A genetic programming approach to explore the crash severity on multi-lane roads
Introduction
Crashes on high-speed (speed limit greater than 45 mph), multi-lane arterial corridors (more than one lane in each direction of travel) with partially limited access account for a significant proportion of traffic fatalities. In the state of Florida; crashes on high-speed (speed limit equal or greater than 45 mph), multi-lane arterial corridors with partially limited access account for 45.36% (NHTSAT, 2007) of the total number of fatalities related to speeding. Changing traffic conditions and environmental settings make highway safety and traffic operations a perennial field of concern. Numerous state-of-the-art methods to improve safety of the roadways are available to the practicing engineer; hence the challenge is not only to identify which methods suits best but also to explore what new insight could be added to the existing body of knowledge.

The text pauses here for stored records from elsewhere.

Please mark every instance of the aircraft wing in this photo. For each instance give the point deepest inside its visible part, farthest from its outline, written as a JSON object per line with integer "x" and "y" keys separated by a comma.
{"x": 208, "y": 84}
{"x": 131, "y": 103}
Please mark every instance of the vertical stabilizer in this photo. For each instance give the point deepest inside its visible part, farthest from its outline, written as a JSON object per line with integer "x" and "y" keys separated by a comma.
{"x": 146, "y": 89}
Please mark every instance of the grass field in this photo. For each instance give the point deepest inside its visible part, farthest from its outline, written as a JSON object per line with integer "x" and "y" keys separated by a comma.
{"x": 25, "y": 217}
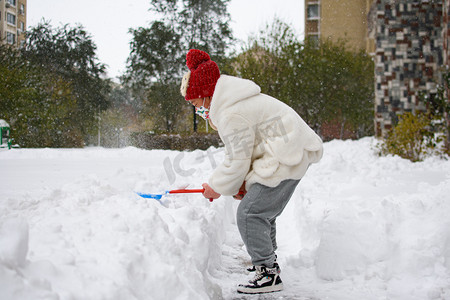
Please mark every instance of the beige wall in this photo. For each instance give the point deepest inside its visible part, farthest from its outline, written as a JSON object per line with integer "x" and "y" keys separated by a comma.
{"x": 345, "y": 19}
{"x": 21, "y": 17}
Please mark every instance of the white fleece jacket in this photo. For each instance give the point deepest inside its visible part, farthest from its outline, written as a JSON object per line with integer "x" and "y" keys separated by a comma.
{"x": 265, "y": 140}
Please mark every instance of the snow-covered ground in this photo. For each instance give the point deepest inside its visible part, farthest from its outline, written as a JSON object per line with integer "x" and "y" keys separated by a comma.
{"x": 358, "y": 227}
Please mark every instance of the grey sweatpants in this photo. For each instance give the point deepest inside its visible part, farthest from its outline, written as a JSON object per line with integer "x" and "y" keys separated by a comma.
{"x": 256, "y": 217}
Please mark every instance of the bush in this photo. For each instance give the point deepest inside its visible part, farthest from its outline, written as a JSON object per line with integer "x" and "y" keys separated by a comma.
{"x": 413, "y": 138}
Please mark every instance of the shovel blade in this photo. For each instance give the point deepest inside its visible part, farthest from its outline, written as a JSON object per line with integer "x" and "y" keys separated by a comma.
{"x": 151, "y": 196}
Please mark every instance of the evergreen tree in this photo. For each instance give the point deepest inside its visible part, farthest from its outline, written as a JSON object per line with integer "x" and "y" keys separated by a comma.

In the field of transportation safety, it is not only important for us to identify the contributing factors but also to understand their contribution to the problem at hand. To understand the contribution for better assessment of the safety situation, innovative methodologies are being adopted. Since the data used in this study is observational (i.e. collected outside the purview of a designed experiment); an information discovery approach has to be adopted. Pande and Abdel-Aty (2008) in their work on association rules, point out that data mining techniques remain underutilized for analysis of crashes. The underutilization is especially noteworthy since most studies use observational data collected outside the purview of an experimental design. Apart from using a new methodology, the authors have also approached the roadway elements in a more unified way. In this study the corridors have been treated in its entirety, i.e. putting both the segments and intersections together. They then have been clustered into four groups based on the length of corridor. Abdel-Aty and Wang (2006) have shown a spatial correlation between crash patterns of successive signalized intersections, which may be attributed to the characteristics of the segments joining them. In Florida, all the crashes occurring within 250 ft from the center of an intersection are categorized as intersection related crashes. Recently Das et al. (2008) showed that proximity only is not the best way to assign crashes. Wang et al. (2008) used frequency modeling for crashes with fixed as well as varying influence distance and found different set of significant factors. These recent research justified the treatment of the corridor as a whole and not breaking them into segments and intersections.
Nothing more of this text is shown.